Shaq Roland

Profile
- Position: Wide receiver

Personal information
- Born: December 27, 1993 (age 32) Batesburg-Leesville, South Carolina, U.S.
- Listed height: 6 ft 2 in (1.88 m)
- Listed weight: 190 lb (86 kg)

Career information
- High school: Lexington (SC)
- College: South Carolina
- NFL draft: 2018: undrafted

Career history
- Chicago Bears (2018)*; Baltimore Brigade (2019)*;
- * Offseason or practice squad member only

= Shaq Roland =

American football player (born 1993)

Shaq Roland (born December 27, 1993) is an American former professional football wide receiver. He played college football at South Carolina.

==Early life==
A native of Lexington, South Carolina, Roland graduated from Lexington High School in 2012. He was named to the annual PARADE magazine 53-man All-America team in his senior year, during which he recorded 24 touchdowns. As a college prospect, Roland was a four-star player, the highest score in the state and the tenth-best receiver in the nation. He was also ranked the 66th-best player overall by Rivals.com, the 40th-best player in the country by Scout.com, and a four-star recruit by ESPN.

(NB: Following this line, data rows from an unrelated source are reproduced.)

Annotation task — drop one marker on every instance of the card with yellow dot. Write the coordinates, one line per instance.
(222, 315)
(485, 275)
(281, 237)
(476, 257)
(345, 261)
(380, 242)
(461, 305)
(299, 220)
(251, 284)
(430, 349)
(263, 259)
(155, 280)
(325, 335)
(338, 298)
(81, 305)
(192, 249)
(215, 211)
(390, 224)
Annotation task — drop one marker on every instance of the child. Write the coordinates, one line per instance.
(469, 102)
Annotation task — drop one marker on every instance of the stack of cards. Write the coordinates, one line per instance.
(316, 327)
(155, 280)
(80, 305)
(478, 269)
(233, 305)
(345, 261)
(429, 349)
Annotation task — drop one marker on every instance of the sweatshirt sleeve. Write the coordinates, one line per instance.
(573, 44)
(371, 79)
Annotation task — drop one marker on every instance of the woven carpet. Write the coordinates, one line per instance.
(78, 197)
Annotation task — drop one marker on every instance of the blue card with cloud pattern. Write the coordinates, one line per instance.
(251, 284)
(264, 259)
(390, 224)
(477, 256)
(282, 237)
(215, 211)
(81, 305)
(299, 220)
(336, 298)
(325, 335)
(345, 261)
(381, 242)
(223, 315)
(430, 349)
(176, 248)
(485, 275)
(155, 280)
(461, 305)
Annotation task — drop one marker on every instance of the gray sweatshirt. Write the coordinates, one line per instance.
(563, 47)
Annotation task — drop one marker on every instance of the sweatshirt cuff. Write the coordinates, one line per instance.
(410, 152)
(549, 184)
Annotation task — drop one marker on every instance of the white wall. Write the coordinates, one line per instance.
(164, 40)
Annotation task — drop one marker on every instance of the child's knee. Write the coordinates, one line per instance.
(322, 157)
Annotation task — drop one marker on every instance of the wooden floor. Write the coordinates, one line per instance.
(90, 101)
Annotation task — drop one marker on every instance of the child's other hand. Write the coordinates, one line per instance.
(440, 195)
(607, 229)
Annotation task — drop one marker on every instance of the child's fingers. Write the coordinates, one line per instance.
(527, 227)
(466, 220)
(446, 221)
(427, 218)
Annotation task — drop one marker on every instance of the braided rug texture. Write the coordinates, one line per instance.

Roland also played basketball, recording seven rebounds during his junior year.

==College career==
Roland became the fourth-straight South Carolina "Mr. Football" to sign with the South Carolina Gamecocks, following Stephon Gilmore, Marcus Lattimore and Jadeveon Clowney.

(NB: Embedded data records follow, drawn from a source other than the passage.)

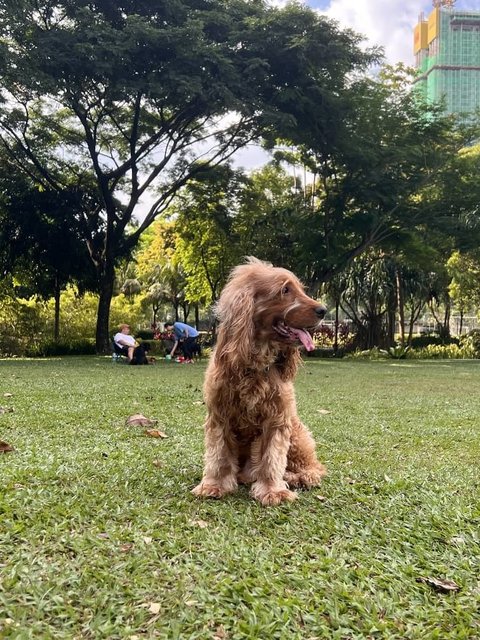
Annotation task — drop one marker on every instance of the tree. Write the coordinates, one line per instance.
(389, 148)
(40, 242)
(207, 244)
(128, 95)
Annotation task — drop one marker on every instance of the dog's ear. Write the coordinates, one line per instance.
(235, 338)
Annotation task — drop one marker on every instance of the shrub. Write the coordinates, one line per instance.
(419, 342)
(49, 348)
(439, 351)
(472, 342)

After leaving South Carolina in 2014, Roland enrolled at Prairie View A&M University but instead decided to return to Lexington. In 2016, Roland returned to school, attending Winston-Salem State University. Roland stated that he was, "very interested" in a return to the South Carolina football program to play out his final year of eligibility.

==Professional career==
Roland signed with the Chicago Bears as an undrafted free agent on May 10, 2018. He was waived by the Bears on June 7, 2018. On March 20, 2019, Roland was assigned to the Baltimore Brigade. On April 16, 2019, he was placed on recallable reassignment and became a free agent.